Analyses using listwise deletion and last-score-carried-forward imputation were conducted as comparisons with the primary analyses. Several significant findings obtained in the primary analyses were replicated. The listwise deletion analyses found significant group x time interactions favoring the experimental group on smoking days at 6 weeks (F (144) = 4.45, P=.04), SCUs at 6 weeks (F (142) = 5.08, P=.03), and SDS at 3 months (F (117) = 4.56, P=.04). Other outcomes found to be significant in the primary analyses nonsignificantly favored the experimental group, with P values ranging from .05 to .17. Last-score-carried-forward analyses showed significantly lower SDS scores in the experimental group at 3 months (F (220) = 5.62, P=.02) and significantly lower cannabis abuse scores in the experimental group at 3 months (F (220) = 5.32, P=.02). Again, other outcomes found to be significant in the primary analyses showed nonsignificantly better results for the experimental group, with P values ranging from .08 to .15.
The final study hypothesis predicted that at 6-week and 3-month follow-up assessments, participants in the intervention group would report significantly higher rates of past-month abstinence than those in the control group. At the 6-week post intervention assessment, the intervention group had a higher rate of abstinence (9.3%; 7/76) than did the control group (4.7%; 3/73), though the numbers were small and the difference not statistically significant (OR 2.53, P=.10). Likewise, at the 3-month follow-up, past-month abstinence was higher in the intervention group (12.4%; 8/64) compared with the control group (6.6%; 4 out of 58), with the difference missing the conventional threshold of statistical significance (OR 2.50, P=.06).
Participants in the intervention group completed an average of 3.5 of the 6 modules. The percentage of participants who completed only the first module or less was 17.3%. The percentages of participants ceasing treatment after completing Modules 2-6 were 27.2%, 11.1%, 6.2%, 9.9%, and 28.4%, respectively. While we have reported participants’ self-reports of number of modules completed, these were closely corroborated by the program’s documentation of participant logins (r=.87). Number of modules completed was only significantly associated with one variable, reduction in past-month cannabis smoking days at both 6 weeks (r=.25, P=.04) and 3 months (r=.32, P=.01). Reported satisfaction with the program was generally high, with the mean score on the CSQ-7 being 3.41 (SD 0.64) out of a possible 4. Perhaps because of this, CSQ-7 scores were not significantly associated with any outcome variable (all Ps>.07).

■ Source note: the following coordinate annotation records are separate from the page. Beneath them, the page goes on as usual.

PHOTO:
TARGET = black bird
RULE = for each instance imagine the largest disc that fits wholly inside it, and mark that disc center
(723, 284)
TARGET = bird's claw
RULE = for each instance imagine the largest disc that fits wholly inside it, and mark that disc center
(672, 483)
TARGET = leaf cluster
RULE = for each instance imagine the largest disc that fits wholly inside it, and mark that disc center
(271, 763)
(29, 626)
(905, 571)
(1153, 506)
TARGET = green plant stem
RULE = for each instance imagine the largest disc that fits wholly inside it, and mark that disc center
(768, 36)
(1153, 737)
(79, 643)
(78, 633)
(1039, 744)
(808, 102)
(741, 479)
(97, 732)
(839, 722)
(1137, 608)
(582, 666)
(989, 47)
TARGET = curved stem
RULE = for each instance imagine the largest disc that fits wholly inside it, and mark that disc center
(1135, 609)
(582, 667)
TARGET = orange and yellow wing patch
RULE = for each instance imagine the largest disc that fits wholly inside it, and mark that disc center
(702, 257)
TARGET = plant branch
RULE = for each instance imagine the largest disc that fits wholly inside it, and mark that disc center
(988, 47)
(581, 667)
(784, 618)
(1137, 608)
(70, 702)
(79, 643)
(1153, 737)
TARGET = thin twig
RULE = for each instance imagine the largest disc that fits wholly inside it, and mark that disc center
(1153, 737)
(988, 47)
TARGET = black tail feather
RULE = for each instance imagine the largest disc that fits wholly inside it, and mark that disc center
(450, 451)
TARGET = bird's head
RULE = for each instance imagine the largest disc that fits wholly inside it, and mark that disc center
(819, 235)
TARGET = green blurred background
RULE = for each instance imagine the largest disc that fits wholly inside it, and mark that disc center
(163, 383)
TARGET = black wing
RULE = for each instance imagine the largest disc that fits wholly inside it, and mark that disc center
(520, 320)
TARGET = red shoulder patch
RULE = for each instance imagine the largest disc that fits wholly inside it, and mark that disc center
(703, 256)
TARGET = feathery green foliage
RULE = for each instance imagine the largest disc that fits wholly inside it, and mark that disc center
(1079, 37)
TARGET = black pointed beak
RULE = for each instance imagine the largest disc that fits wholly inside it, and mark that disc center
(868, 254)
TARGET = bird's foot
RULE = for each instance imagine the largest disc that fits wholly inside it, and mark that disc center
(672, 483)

Out of a possible 10, modules 1-6 received mean (SD) satisfaction ratings of 7.10 (2.21), 6.95 (2.28), 7.33 (2.47), 7.00 (2.47), 7.38 (2.61), and 7.85 (2.61), respectively.
This study evaluated the effectiveness of the Reduce Your Use: How to Break the Cannabis Habit program in a fully automated environment. We tested the hypotheses that at 6-week and 3-month follow-up assessments, relative to a an information-only control group, participants who were randomized to the intervention would report lower frequency of cannabis use (H1), lower quantity of cannabis use (H2), lower levels of cannabis dependence (H3), fewer symptoms of cannabis abuse (H4), and higher rates of past-month abstinence (H5).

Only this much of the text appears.